If you develop Serverless Applications on AWS, you know how painful it can be to monitor and debug your application from the AWS Console.
A few weeks back, we at Kumo shared why Epsagon is our favorite solution for monitoring our Serverless Applications, after testing most of the Serverless monitoring solutions. Epsagon is quick to install, has instant alarms, great request tracing and enables you to monitor custom KPIs.
But installing a powerful tool isn’t enough. You need to set it up the right way and use it frequently. The following article will help you stay efficient and well organized while setting up Epsagon for the best monitoring experience.
TL;DR
▶️ For the best setup, check the pre-flight checklist.
▶️ Use the Epsagon Serverless Framework plugin.
▶️ Add custom KPIs if desired by calling the Epsagon SDK in you handler
▶️ Setup lambda alarms on an existing and used channel
▶️ Put back together incomplete traces with a custom KPI
What is Epsagon ?
Epsagon comes right out of the box with :
- dashboards you can customize to visualize your application’s performance
- alarms you can configure to report errors on your desired channels
- traces, representing all operations occurring across various services in response of a single trigger. This enables you to quickly debug your serverless application.

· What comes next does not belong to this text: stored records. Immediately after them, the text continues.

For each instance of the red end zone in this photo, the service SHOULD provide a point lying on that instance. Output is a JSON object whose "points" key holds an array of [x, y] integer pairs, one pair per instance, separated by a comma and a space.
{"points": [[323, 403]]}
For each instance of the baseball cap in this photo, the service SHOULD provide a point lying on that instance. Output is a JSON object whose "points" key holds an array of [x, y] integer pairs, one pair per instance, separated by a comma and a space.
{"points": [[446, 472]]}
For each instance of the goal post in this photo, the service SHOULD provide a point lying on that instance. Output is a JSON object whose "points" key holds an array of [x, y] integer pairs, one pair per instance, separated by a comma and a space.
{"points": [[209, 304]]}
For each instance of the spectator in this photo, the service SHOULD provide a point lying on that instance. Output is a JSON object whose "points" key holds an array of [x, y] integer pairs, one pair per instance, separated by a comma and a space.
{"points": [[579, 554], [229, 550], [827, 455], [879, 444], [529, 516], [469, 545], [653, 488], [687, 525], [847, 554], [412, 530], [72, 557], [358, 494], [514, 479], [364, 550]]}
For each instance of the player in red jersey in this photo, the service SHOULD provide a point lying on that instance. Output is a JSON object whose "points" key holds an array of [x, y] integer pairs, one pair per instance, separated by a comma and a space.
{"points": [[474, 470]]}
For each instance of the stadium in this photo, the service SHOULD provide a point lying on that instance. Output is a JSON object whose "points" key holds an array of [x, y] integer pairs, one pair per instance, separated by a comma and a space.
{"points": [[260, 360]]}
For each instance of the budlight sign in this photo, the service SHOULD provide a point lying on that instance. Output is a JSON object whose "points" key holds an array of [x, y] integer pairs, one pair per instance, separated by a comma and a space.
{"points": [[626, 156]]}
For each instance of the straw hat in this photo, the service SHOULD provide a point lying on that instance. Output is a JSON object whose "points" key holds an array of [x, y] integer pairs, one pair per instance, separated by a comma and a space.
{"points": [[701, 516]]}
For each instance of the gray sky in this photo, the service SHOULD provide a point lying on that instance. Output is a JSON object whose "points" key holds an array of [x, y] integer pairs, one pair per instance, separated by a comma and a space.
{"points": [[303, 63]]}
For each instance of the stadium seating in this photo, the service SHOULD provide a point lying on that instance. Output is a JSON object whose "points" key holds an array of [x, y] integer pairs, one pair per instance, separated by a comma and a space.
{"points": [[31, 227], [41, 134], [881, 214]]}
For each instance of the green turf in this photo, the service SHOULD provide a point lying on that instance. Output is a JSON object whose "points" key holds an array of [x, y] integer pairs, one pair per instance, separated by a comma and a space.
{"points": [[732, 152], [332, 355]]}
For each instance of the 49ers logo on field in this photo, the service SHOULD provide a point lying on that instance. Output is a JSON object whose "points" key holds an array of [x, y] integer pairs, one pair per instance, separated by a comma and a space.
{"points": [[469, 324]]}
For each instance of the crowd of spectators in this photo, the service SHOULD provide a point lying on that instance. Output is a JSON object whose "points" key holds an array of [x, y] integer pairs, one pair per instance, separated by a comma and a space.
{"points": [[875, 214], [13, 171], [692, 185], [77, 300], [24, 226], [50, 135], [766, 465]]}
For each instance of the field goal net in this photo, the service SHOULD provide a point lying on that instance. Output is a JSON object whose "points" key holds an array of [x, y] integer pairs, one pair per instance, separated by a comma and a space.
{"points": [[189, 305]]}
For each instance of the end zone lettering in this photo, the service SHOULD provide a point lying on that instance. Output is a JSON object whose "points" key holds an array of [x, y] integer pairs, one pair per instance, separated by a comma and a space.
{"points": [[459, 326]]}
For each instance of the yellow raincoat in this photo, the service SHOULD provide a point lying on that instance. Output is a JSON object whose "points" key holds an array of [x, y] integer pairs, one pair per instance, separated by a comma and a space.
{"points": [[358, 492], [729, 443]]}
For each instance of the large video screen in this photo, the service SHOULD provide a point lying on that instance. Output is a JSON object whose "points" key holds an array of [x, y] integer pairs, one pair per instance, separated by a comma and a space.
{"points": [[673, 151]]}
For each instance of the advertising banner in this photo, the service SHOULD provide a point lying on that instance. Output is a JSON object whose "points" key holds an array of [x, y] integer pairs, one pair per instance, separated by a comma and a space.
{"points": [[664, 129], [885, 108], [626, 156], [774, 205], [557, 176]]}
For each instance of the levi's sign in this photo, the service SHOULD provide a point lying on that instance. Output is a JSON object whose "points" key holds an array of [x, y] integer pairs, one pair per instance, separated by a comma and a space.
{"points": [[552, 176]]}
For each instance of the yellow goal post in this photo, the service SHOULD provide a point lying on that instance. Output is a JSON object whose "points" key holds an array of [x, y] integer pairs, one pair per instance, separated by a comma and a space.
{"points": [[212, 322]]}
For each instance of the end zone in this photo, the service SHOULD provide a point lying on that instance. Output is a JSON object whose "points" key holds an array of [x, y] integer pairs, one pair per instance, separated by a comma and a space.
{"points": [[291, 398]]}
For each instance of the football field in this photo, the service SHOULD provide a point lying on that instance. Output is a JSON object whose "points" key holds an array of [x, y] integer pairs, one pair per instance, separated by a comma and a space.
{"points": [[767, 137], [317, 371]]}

- custom metrics tailored to your application business and technical KPIs using Epsagon SDK
A simple UI provides both an architecture diagram as well as a timeline view of each trace, depending on your needs
Epsagon pre-flight checklist
Before starting the Epsagon installation, in order to have the best quality of monitoring, you should ask yourself the following 3 questions.

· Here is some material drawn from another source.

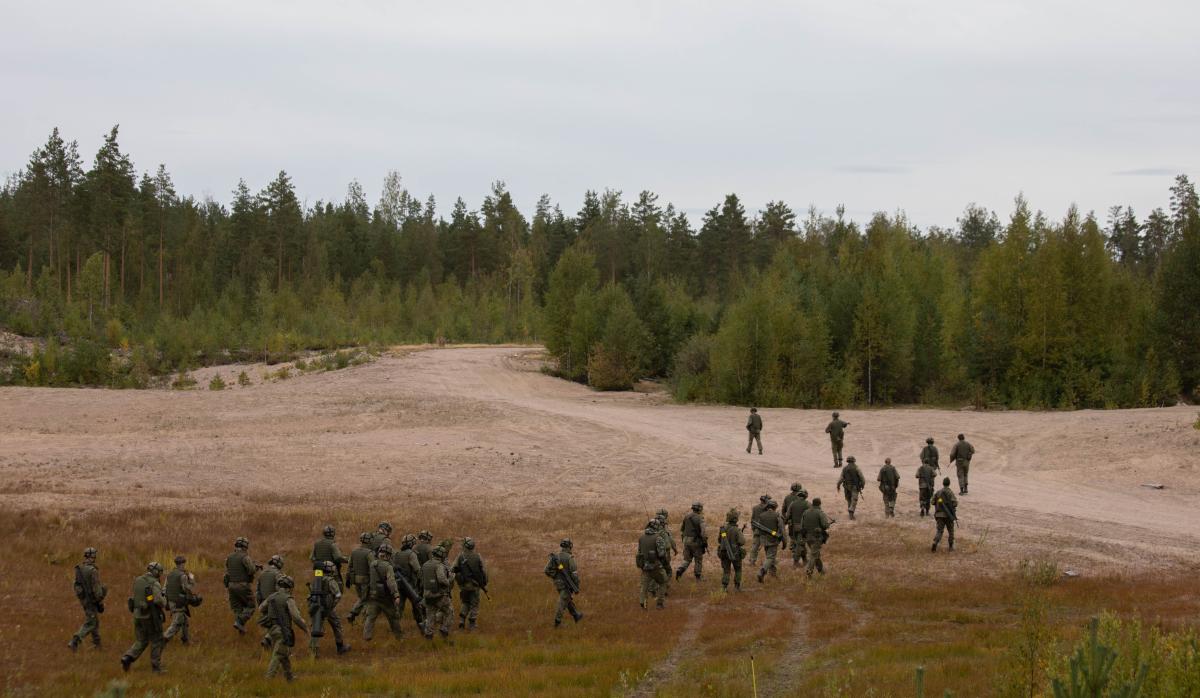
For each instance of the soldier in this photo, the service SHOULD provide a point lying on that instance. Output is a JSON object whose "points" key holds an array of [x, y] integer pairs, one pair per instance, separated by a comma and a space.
{"points": [[669, 539], [851, 482], [961, 455], [382, 536], [238, 578], [754, 425], [472, 578], [565, 573], [148, 605], [383, 596], [837, 431], [279, 613], [772, 537], [889, 480], [424, 547], [946, 513], [815, 529], [795, 505], [436, 585], [324, 593], [652, 558], [731, 551], [180, 600], [90, 594], [409, 569], [755, 535], [325, 551], [925, 476], [929, 455], [360, 575], [695, 540]]}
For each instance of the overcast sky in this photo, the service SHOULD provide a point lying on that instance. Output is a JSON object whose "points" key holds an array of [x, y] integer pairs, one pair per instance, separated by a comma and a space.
{"points": [[875, 104]]}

- What are my application characterizing identifiers ?
- Think user email, order id
- Think technical KPIs such as
modelName
- What data should be kept private?
- Think identification token, API keys
- Think private user data
- What’s my preferred notification channel ?
- The tool you already use the most might be ideal to receive notification. Nobody likes a never ending pile of automated message on a dedicated and long-forgotten Slack channel
- A tool where you can tag someone or indicate you are taking care of the bug is the best
You are now ready to install Epsagon. You'll have to choose how to install it. Lucky for you, I have tested all of them and resumed it in the next section
Which setup should I use ?
Epsagon gives you 3 different ways of connecting your app to its monitoring solution. You can activate auto-tracing from the Epsagon App, add the Epsagon Serverless Framework plugin to your serverless config or use the Epsagon SDK in all your handlers.
Pros and Cons
Auto-Tracing | Serverless Framework plugin | Epsagon SDK | |
---|---|---|---|
Time | ✅ Fastest | ✅ Fast | ❌ Long Setup |
Compatibility | ✅ compatible with Epsagon SDK | ✅ you can call the Epsagon SDK in your handler | ✅ compatible with auto-trace |
Customization | ❌ almost impossible | ✅ very easy in the serverless config, but not complete | ✅ completely customizable |
I recommend using the serverless plugin, with appropriate parameters.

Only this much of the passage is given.